Question

If the intensity of the gravitational field at all places inside the Earth is presumed to be constant, then the relation between the density of the Earth ($\rho $) and the distance (r) from the centre of the Earth will be?
(A) $\rho \propto r$
(B) $\rho \propto \dfrac{1}{r}$
(C) $\rho \propto \sqrt r $
(D) $\rho \propto \dfrac{1}{{\sqrt r }}$

Answer 1

Hint:
The gravitational intensity depends on the Earth and the distance at which it is being calculated. The mass is also related to the volume and the density of the Earth.
Formula used: $E = \dfrac{{GM}}{{{r^2}}}$, where E is the gravitational intensity, M is the mass and r is the distance at which the intensity is being calculated. G is the universal gravitational constant.
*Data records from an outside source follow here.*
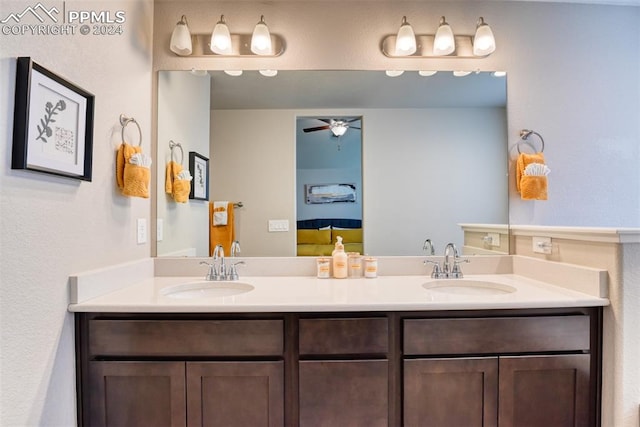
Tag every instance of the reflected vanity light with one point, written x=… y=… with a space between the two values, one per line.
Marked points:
x=461 y=73
x=269 y=73
x=394 y=73
x=234 y=73
x=181 y=38
x=221 y=42
x=444 y=43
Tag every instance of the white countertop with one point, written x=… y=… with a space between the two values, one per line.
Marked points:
x=309 y=294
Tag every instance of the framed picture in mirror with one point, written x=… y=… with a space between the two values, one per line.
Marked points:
x=199 y=168
x=52 y=123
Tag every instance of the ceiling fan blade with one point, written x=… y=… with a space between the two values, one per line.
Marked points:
x=315 y=129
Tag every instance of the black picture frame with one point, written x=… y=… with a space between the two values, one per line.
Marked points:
x=199 y=168
x=52 y=123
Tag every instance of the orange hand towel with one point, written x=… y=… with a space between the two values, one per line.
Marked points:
x=522 y=162
x=221 y=234
x=125 y=151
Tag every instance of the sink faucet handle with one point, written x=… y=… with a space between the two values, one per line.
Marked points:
x=428 y=247
x=212 y=274
x=233 y=272
x=235 y=248
x=435 y=273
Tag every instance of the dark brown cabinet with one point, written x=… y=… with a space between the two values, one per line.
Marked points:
x=503 y=368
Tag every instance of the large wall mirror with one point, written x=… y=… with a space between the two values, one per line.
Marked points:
x=433 y=155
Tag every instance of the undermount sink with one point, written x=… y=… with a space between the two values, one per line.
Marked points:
x=206 y=289
x=468 y=287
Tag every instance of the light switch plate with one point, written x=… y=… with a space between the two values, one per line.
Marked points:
x=141 y=233
x=159 y=230
x=278 y=225
x=495 y=239
x=541 y=245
Complete step by step answer:
The intensity of the gravitational field at any point uses the force experienced by any object placed at any point due to the Earth’s gravitation. In this question, we are asked to determine the relation between the density of the Earth and the distance of this object from the centre of the Earth provided the gravitational intensity remains constant.
We know that the gravitational intensity is given as:
$\Rightarrow E = \dfrac{{GM}}{{{r^2}}}$
We also know that the mass depends on the density as:
$\Rightarrow M = \rho V$
Here, $\rho $ is the density of the Earth, and V is the volume encapsulated in the given distance r. This volume will be the volume of a sphere of radius r. Hence,
$\Rightarrow V = \dfrac{4}{3}\pi {r^3}$
The gravitational intensity will become:
$\Rightarrow E = \dfrac{{G\rho V}}{{{r^2}}} = \dfrac{{G\rho \dfrac{4}{3}\pi {r^3}}}{{{r^2}}}$
Solving it further gives us:
$\Rightarrow E = \dfrac{{G\rho 4\pi {r^3}}}{{3{r^2}}} = 4\pi \dfrac{{G\rho r}}{3}$
Now, since this intensity is constant, and so is G, we can rearrange the above equation to get a relation as:
$\rho \propto \dfrac{1}{r}$.
Thus, the correct answer is option (B).

Note:
We saw that the gravitational field intensity depends inversely on the radius of the sphere, so where is it maximum in context of the whole Earth. Since the Earth is an oblate spheroid, it bulges out in the middle which is at the equator. That is why the poles are a little closer to the centre of gravity. Thus, the intensity of gravity is the maximum at the poles as compared to the equator on the surface of the Earth.